Best ActressThe shock: Three former Oscar winners – including two who picked up their golden guys in this very category – couldn't muscle their way in this year. Marion Cotillard, the emotional heart of the gritty romance Rust and Bone, and Helen Mirren, who was the best thing about Hitchcock, playing the great director's wife, Alma, won't be repeating as Best Actress next month. Rachel Weisz, 2006 Best Supporting Actress winner for The Constant Gardener, also didn't get quite enough momentum for her role as a lovelorn judge's wife in the murky period drama The Deep Blue Sea.
What that means: It's likely a three-way battle between the beloved French cinema vet Emmanuelle Riva (Amour), who would be the oldest Best Actress winner at 86 (Oscar Sunday is her birthday), Jessica Chastain, who gave a riveting performance in Zero Dark Thirty, and my personal favorite, Jennifer Lawrence, who showed incredible range and humor in Silver Linings Playbook. Still, Naomi Watts (The Impossible) and the Academy's youngest-ever nominee for Best Actress, 9-year-old Quvenzhané Wallis (Beasts), could still take it in a squeaker.
Best ActorThe shock: It may not qualify as a "shock" that John Hawkes, truly wonderful in The Sessions, and Jack Black, who did his best work last year in Bernie, didn't get nods. But this was easily the year's toughest category, with brilliant performances from a dozen actors who could have filled the slots.

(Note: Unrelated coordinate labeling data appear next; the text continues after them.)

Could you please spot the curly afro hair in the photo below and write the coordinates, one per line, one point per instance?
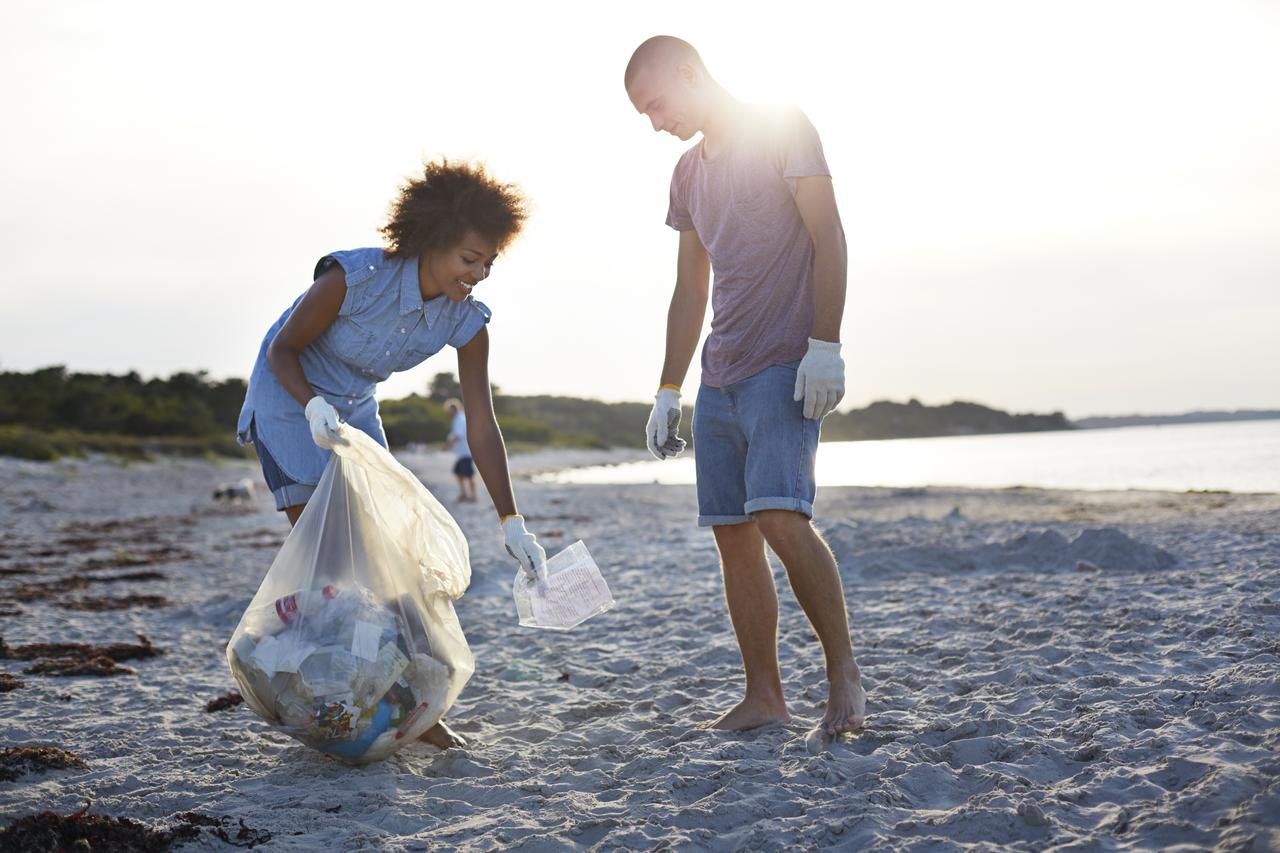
(437, 209)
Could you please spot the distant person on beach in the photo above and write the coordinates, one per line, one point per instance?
(457, 441)
(373, 311)
(754, 203)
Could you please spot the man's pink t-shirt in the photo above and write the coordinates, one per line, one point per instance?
(741, 203)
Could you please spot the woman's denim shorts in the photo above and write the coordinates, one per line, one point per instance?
(287, 491)
(754, 448)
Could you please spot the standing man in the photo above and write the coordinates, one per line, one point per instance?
(753, 200)
(464, 469)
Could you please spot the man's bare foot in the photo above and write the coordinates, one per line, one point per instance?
(752, 714)
(846, 707)
(443, 737)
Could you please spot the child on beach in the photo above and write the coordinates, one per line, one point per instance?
(754, 201)
(373, 311)
(457, 441)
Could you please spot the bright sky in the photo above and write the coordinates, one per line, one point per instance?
(1048, 206)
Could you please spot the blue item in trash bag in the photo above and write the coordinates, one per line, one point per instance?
(353, 749)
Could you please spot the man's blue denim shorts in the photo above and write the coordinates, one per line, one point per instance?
(754, 448)
(286, 491)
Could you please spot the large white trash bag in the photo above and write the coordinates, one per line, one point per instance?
(351, 643)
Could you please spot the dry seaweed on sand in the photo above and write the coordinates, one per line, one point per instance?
(123, 559)
(115, 651)
(224, 702)
(19, 761)
(85, 831)
(68, 666)
(108, 602)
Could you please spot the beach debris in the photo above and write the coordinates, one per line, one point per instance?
(22, 761)
(65, 667)
(115, 651)
(224, 702)
(85, 831)
(78, 658)
(108, 602)
(124, 559)
(246, 836)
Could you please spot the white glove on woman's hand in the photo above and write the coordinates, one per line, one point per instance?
(821, 378)
(324, 423)
(524, 547)
(663, 423)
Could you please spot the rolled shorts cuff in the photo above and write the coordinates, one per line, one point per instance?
(794, 505)
(716, 520)
(292, 495)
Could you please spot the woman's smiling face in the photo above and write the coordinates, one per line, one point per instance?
(456, 270)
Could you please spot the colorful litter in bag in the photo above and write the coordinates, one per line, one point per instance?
(352, 644)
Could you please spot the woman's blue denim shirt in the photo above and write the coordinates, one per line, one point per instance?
(382, 327)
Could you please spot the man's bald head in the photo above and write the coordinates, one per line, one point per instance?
(666, 81)
(662, 53)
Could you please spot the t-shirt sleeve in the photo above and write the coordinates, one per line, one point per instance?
(677, 209)
(474, 318)
(801, 150)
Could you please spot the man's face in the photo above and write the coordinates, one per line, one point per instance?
(670, 99)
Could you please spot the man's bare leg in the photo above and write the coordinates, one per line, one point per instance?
(753, 607)
(816, 580)
(438, 735)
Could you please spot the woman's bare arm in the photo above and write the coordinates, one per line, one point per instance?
(488, 450)
(314, 314)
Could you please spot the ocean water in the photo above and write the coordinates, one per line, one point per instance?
(1234, 456)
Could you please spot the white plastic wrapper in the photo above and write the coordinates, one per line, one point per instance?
(572, 593)
(351, 643)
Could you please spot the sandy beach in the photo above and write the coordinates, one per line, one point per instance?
(1046, 670)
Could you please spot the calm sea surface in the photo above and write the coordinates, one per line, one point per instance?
(1237, 456)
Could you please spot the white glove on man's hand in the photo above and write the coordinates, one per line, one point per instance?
(663, 423)
(524, 547)
(324, 422)
(821, 378)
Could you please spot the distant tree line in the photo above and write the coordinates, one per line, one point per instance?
(50, 411)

What that means: I'm still sticking with my prediction that Daniel Day-Lewis will stroll home victorious for his role in Lincoln, which, including his, picked up 12 nominations this morning, the most of any film. If anyone can challenge him, though, it's Hugh Jackman. Les Misérables may have divided critics, but Jackman gives such a well-rounded performance as Jean Valjean, and he's such an inherently likable guy, Academy voters could decide to share the love – particularly since Day-Lewis already has Best Actor bookends. Bradley Cooper impressed in Silver Linings, but given that it's such a tough year for the fellas, I'm betting that he, Denzel Washington (Flight) and Joaquin Phoenix (The Master) will be applauding politely from their seats.
Best Supporting Actor/ActressThe shock: There are no jaw-droppers in either category, though it would've been nice to see Javier Bardem nominated for his deliciously sinister blond baddie in Skyfall.
What that means: Anne Hathaway can stop dreaming her dreams, as she'll likely wake up the morning after the Oscars a winner for Les Mis, while five veteran actors fight it out for Best Supporting Actor. Sentimental love may go toward Alan Arkin, so cuttingly funny as a producer helping in Argo, but truly, it's anyone's game when you've got Tommy Lee Jones (Lincoln), Christoph Waltz (Django), Robert De Niro (Silver Linings) and Philip Seymour Hoffman (The Master) playing to win again.
Best PictureThe shock: None really. If it still blows your mind that there are nine nominees, then take it as a reflection that last year was such a great one for movies. But yes, in a perfect world Moonrise Kingdom, Skyfall and even The Avengers would have found a place on the red carpet.
What that means: If we go by the numbers, then this looks like a showdown between Lincoln (12 nominations) and Life of Pi (11 nominations). But I don't think it's that simple. Life of Pi's nods are largely technical, with no acting notices in the bunch. Silver Linings, though, is a far stronger contender than Pi, with four acting nominations, plus its director and editor (an often overlooked harbinger of Oscar gold) also picked up nods.
And don't count out Les Mis or even Amour, which has real momentum behind it. I would hope that the director snubs haven't knocked Argo and Zero Dark Thirty out of their frontrunner spots, either, but that certainly doesn't bode well for either of them. Like I said, it may seem strange to feel sorry for Affleck on a day his movie gets a Best Picture Oscar nomination, but I do.
We'll all find out the results when the Academy Awards air live Sunday, Feb. 24, on ABC from the Dolby Theatre in Hollywood.